India’s GDP Surges to 8.2%, Fastest Among Major Economies
The previous high at 8.4 per cent was posted in the fourth quarter (January-March) of fiscal 2023-24
New Delhi: Exceeding expectations, India’s economy quickened as the gross domestic product (GDP) rose to a six-quarter high of 8.2 per cent in the second quarter of this financial year (FY26), up from 5.6 per cent in the same quarter last year. However, India remains the world’s fastest growing major economy as the quarter’s expansion is underpinned by strong rural and government expenditure as well as a consumption boost from the recent GST rate cut.
Soon after the GDP data release, Prime Minister Narendra Modi hailed the figure, saying 8.2 per cent GDP growth in Q2 of 2025-26 was very encouraging. “It reflects the impact of our pro-growth policies and reforms. It also reflects the hard work and enterprise of our people. Our government will continue to advance reforms and strengthen Ease of Living for every citizen,” Modi said in a post on X.
Union finance minister Nirmala Sitharaman on Friday said the September quarter GDP of 8.2 per cent shows that reforms and fiscal consolidation drove the Indian economy’s robust growth and momentum. “Various high-frequency indicators also point to continued economic momentum and broad-based consumption growth,” she said.
Despite the global headwinds and international trade policy uncertainty, the real GDP growth number beat all economists’ expectations by a wide margin with a six-quarter high.

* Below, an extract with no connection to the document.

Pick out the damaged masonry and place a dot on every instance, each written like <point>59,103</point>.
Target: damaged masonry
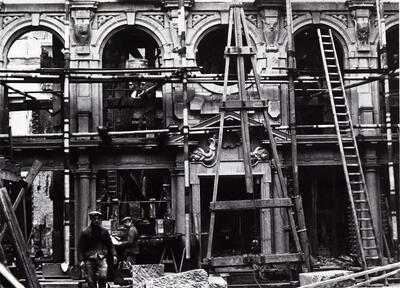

Even the Reserve Bank had projected a second-quarter GDP growth of 7 per cent in its last monetary policy review. In the second quarter data, the GDP boost, however, shrugged off the hefty 50 per cent US tariffs on Indian exports imposed by US President Donald Trump. Besides, the IMF has also projected a full year GDP growth of 6.6 per cent.
The expansion of the economy, however, helped India retain its position as the world’s fastest-growing major economy. During the July-September quarter, the Chinese economy grew by only 4.8 per cent. In the last Economic Survey tabled in Parliament in January, it had projected real economic growth of 6.3-6.8 per cent for FY26.
Briefing the media after the release of the Q2 GDP data, the government’s top economist and chief economic adviser (CEA) V. Anantha Nageswaran said the Indian economy is expected to cross $4 trillion in the current fiscal year, given the current rate of growth. “Going by the growth numbers, India’s GDP growth continues to outpace major economies, indicating relative stability and that the Indian economy will cross the $4 trillion mark in the current fiscal,” Nageswaran said.
Analysing the current growth numbers, the CEA also said that the third quarter (October-December) of the current fiscal had begun on a sound footing. “Stable inflation, sustained public capex and reform momentum position the economy will navigate the risks in the next quarters. Besides, agricultural production in 2024-25 also indicates a record output of foodgrains and electricity consumption is something we should watch out for. Besides, the share of exports in GDP is the highest in the last eight quarters, and overall we can see the picture of steady growth in the third quarter, and full year growth will be seven per cent or more than seven per cent,” the CEA said.
With an eight per cent growth rate in the first half, India may exceed the annual growth target of 6.3-6.8 per cent for FY26 as projected in the Economic Survey in January this year. “During the quarter, the manufacturing sector recorded a robust growth of 9.1 per cent, compared to 2.2 per cent in the year-ago period,” the data showed.
Following the GST rate cut announcement by Prime Minister Narendra Modi in his Independence Day address, factories stepped up their output to meet the festival season demand. The GST rate cut came into effect on September 22. “The performance of the services sector, including banking and real estate, also witnessed an impressive growth of 10.2 per cent from 7.2 per cent in the same period a year ago,” the data said, adding that agriculture sector growth, however, decelerated to 3.5 per cent from 4.1 per cent in the year-ago period.